Ok so you had contact with one of your ex’s. That is most likely what he is talking about. So why aren’t you bringing that up to him? Is this the ex you cheated with before you were married?

If you want any chance at all of saving your marriage you need to tell him about the facebook exchange with your ex. And then give him the passwords to all of your online accounts, your cell, etc. You have a history of cheating. Your husband has bouts of feeling emotionally unsafe because of this. 

There should be complete transparency in marriage.. that means no secrets. If you want him to trust you, you have to trust him enough to give him total access to your life. And he has to give you complete access to his stuff.

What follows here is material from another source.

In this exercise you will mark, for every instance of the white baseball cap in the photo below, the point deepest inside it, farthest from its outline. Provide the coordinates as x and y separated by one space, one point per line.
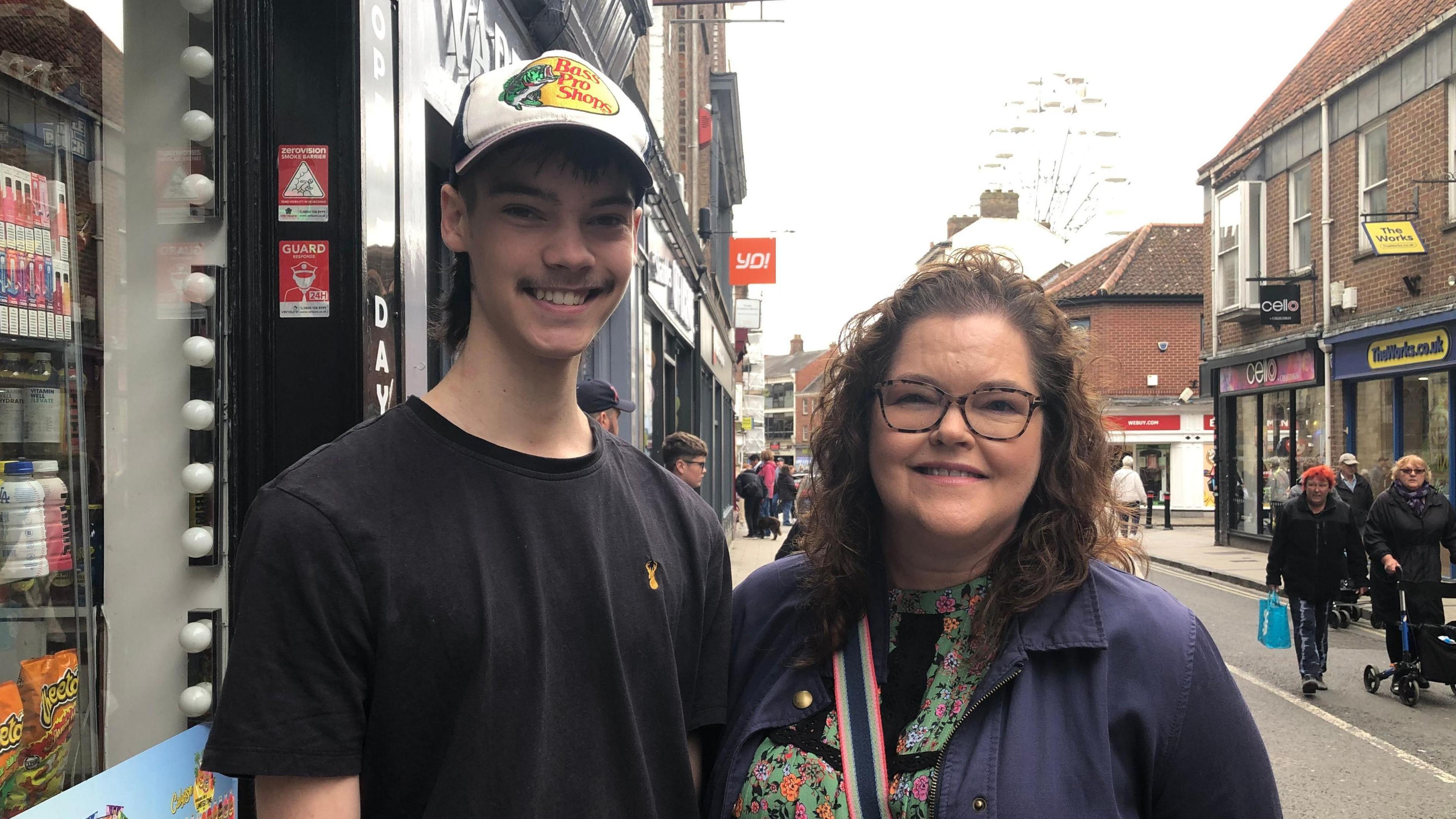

Why is he spying? Because he does not feel safe with you for good reasons. Why should it bother you if he has access to your accounts? Do you have something to hide from him?


----------



## Patty SadWife (May 20, 2012)

About one year ago, I received this e-mail from an annonymous person who said that they hav discovered through some conversations that I have had with my sister thru e-mail chat that I had intentions on cheating on my husband and if I didn't come to him and talked to him about it, that person would send the copy of that chat to my husband so it was warning me to talk to him about it. Attached to this e-mail was a copy of the chat, how creepy is that? I started believing that someone was stalking me! I brought it up to my husband and he didnt believe me, he beloved the e-mail and tnsisted that I tell the truth, but there was no truth, it was a simple private chat between my sister and I and we were talking crap. Since then our marriage hasn't been the same, he doesn't trust me and I am beginning not to trust him in return. Everyone told me that my husband had sent that email and I asked him several times and he said no. Thinking back to it now I wonder if he was lying and it was in fact him
_Posted via Mobile Device_


----------



## EleGirl (Dec 3, 2011)

Patty SadWife said:


> @jnj express- you know u hav a valid point. His actions, mistrust and accusations make me so paranoid! I feel no privacy in my own home, it's like when I'm home alone I feel that he is recording me or the conversations I hav with my girlfriends. I always feel I am being watched. There was one time I discovered that he was in fact videotaping me. He had a camera pointed to my bed. When I found out I was in shock!! I brought it up to him and he said that it would turn him on watching me playing with myself (sexually) if were to do that at any point. But I explained to him that it was totally unacceptable and I felt that my privacy was being violated.
> _Posted via Mobile Device_


 Video taping you in your bedroom with a hidden camera is way over the top. You have a very unhealthy relationship. Both of you are problems that are contributing to this.


----------



## Sara8 (May 2, 2012)

Patty SadWife said:


> I am definitely not having an affair and I believe he isn't having one either. We are very happy with each other except for the fact that he always thinks that I might be doing something behind his back. I did cheat on him b4 we were married but hav explained that I didn't take our relationship seriously back then that after we got married I didn't need anyone else but him. And yes he might be upset about me talking to one of might ex boyfriend on Facebook, and if that's so then I wish he would tell me!! But he won't! He will just say, I know what u did and u have to fess up to it. Which that brings me to a different problem.....Why is he spying on me or going over my accts annonymously???.?
> _Posted via Mobile Device_


I was totally blindsided by my husband's affair. 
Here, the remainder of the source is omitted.